Von hier ab weiß man nun nichts Weiteres bis auf den Todestag des Letzteren, der in Paris wieder auftauchte….
– Den verlorenen Faden bin ich aber im Stande, wieder anzuknüpfen, sagte der Doctor, den diese wirklich mathematische Genauigkeit wider Willen mehr und mehr fesselte. Mein Großvater etablirte sich später in Paris, um sich die Erziehung seines Sohnes, der medicinischen Studien oblag, zu erleichtern. Er starb im Jahre 1832 in Palaiseau bei Versailles, woselbst mein Vater prakticirte und ich selbst 1822
geboren wurde.
– Sie sind mein Mann, erklärte Mr. Sharp. Keine Brüder oder Schwestern?….
– Nein. Ich war und blieb der einzige Sohn und meine Mutter starb schon, als ich erst zwei Jahre zählte. Doch werden Sie mir endlich mittheilen, mein Herr, wozu das….«
Mr. Sharp erhob sich.
»Sir Bryah Jowahir Mothooranath, sagte er, diese Worte mit all dem Respect aussprechend, den jeder Engländer gegenüber vornehmen Titeln beobachtet, ich schätze mich glücklich, Sie gefunden zu haben und als der Erste Ihnen meine Huldigung darzubringen.

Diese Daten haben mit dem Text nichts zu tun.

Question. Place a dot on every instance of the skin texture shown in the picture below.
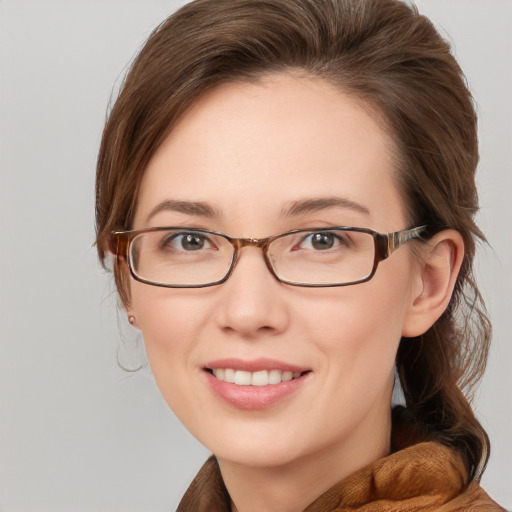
(250, 151)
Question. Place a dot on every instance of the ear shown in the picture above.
(132, 319)
(438, 269)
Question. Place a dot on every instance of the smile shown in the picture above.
(255, 384)
(258, 378)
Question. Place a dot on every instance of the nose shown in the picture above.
(253, 302)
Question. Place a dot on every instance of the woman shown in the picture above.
(288, 187)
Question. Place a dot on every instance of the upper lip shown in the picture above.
(254, 365)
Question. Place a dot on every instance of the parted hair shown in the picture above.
(385, 54)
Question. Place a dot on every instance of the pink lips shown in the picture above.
(254, 397)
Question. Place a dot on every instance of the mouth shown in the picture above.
(256, 384)
(258, 378)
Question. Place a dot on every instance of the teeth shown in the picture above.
(260, 378)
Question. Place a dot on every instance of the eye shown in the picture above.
(187, 242)
(322, 241)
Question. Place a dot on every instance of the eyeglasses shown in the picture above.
(178, 257)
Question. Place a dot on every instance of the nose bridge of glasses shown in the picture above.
(240, 243)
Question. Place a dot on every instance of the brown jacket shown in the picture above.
(419, 476)
(426, 477)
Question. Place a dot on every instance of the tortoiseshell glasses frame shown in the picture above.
(153, 257)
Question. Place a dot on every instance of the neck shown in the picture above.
(293, 486)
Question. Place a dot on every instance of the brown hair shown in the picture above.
(384, 53)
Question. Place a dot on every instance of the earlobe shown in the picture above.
(440, 264)
(132, 320)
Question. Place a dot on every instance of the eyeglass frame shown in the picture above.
(384, 243)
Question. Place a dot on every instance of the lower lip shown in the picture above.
(254, 397)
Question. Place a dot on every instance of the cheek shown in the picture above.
(170, 322)
(358, 328)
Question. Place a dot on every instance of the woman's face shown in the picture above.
(256, 155)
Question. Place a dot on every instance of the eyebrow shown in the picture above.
(310, 205)
(196, 208)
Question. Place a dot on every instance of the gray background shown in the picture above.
(76, 432)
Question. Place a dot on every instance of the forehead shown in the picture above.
(251, 149)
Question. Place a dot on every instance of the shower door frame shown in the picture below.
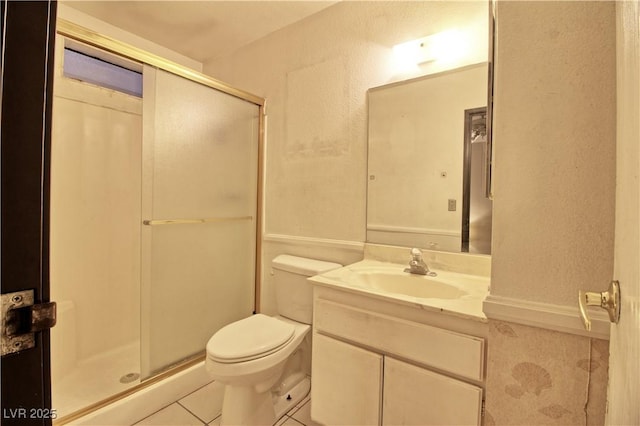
(76, 32)
(81, 34)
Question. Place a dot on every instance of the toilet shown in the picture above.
(261, 360)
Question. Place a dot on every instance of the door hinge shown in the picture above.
(21, 318)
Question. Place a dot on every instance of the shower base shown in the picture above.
(96, 379)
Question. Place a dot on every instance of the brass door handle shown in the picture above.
(609, 300)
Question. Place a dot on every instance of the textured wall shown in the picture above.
(554, 176)
(554, 187)
(315, 75)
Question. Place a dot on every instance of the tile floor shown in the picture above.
(202, 407)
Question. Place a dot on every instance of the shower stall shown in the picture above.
(154, 216)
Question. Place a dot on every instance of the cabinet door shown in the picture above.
(346, 383)
(416, 396)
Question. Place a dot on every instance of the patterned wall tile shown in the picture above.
(543, 377)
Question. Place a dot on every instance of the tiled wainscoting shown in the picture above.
(203, 407)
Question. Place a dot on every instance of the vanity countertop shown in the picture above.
(455, 293)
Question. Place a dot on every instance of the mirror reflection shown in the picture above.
(427, 148)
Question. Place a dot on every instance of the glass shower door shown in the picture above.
(199, 205)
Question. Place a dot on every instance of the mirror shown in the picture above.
(429, 146)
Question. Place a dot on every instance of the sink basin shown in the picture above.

– Der Mann ist von Sinnen, dachte der Doctor, kommt ja bei
»Todtenköpfen häufiger vor.«
Der Sollicitor errieth seinen Gedanken.
»Halten Sie mich um Alles in der Welt nicht etwa für geisteskrank, sagte er sehr ruhig. Zur Stunde sind Sie der einzige bekannte Erbe des Baronet-Titels, welcher auf Vorschlag des General-Gouverneurs einst Jean Jacques Langevol verliehen wurde, der 1819 in den englischen Unterthanenverband eintrat und später Witwer und Nutznießer der Besitzungen der Begum (Ehrentitel der indischen Fürstinnen) Gokool war, welche 1841 starb und nur einen Sohn hinterließ, der als Idiot ohne Nachkommen und ohne Testament im Jahre 1869 verschied. Die Nachlassenschaft betrug vor dreißig Jahren schon gegen fünf Millionen Pfund Sterling. Sie ward unter vormundschaftliches Sequester gestellt und während der Lebenszeit des schwachsinnigen Sohnes Jean Jacques Langevol’s fast durch die vollen Zinsenerträgnisse vermehrt. Im Jahre 1870 berechnete sich jene Verlassenschaft auf rund einundzwanzig Millionen Pfund Sterling oder fünfhundertfünfundzwanzig Millionen Francs. In Ausführung einer Entscheidung des Gerichtes in Agra, welche die höhere Instanz in Delhi und zuletzt auch der Geheime Rath des Reiches bestätigte, wurden die beweglichen und unbeweglichen Güter des Erblassers veräußert, der Ertrag des Verkaufes eingezogen und das Ganze bei der Bank von England deponirt. Jetzt liegen daselbst fünfhundertsiebenundzwanzig Millionen Francs, die Sie durch eine einfache Anweisung erheben können, sobald Sie dem Kanzleramte die Beweise Ihrer Abstammung beigebracht haben und auf welche Summe ich mich schon hiermit erbiete, Ihnen bei der Bankfirma Trollop, Smith und Compagnie einen Vorschuß in jeder beliebigen Höhe….«
Doctor Sarrasin war versteinert. Eine kurze Zeit lang vermochte er keine Worte zu finden. Dann erwachte aber doch der Geist des Zweifels wieder in seinem Innern, und da er diese Verwirklichung eines Traumbildes aus »Tausend und eine Nacht« nicht so ohne Weiteres anerkennen wollte, sagte er:
‘, Ja, mein Herr, welche Beweise können Sie mir beibringen für die Wahrheit dieser ganzen Geschichte, und wie sind Sie auf meine Spur gekommen?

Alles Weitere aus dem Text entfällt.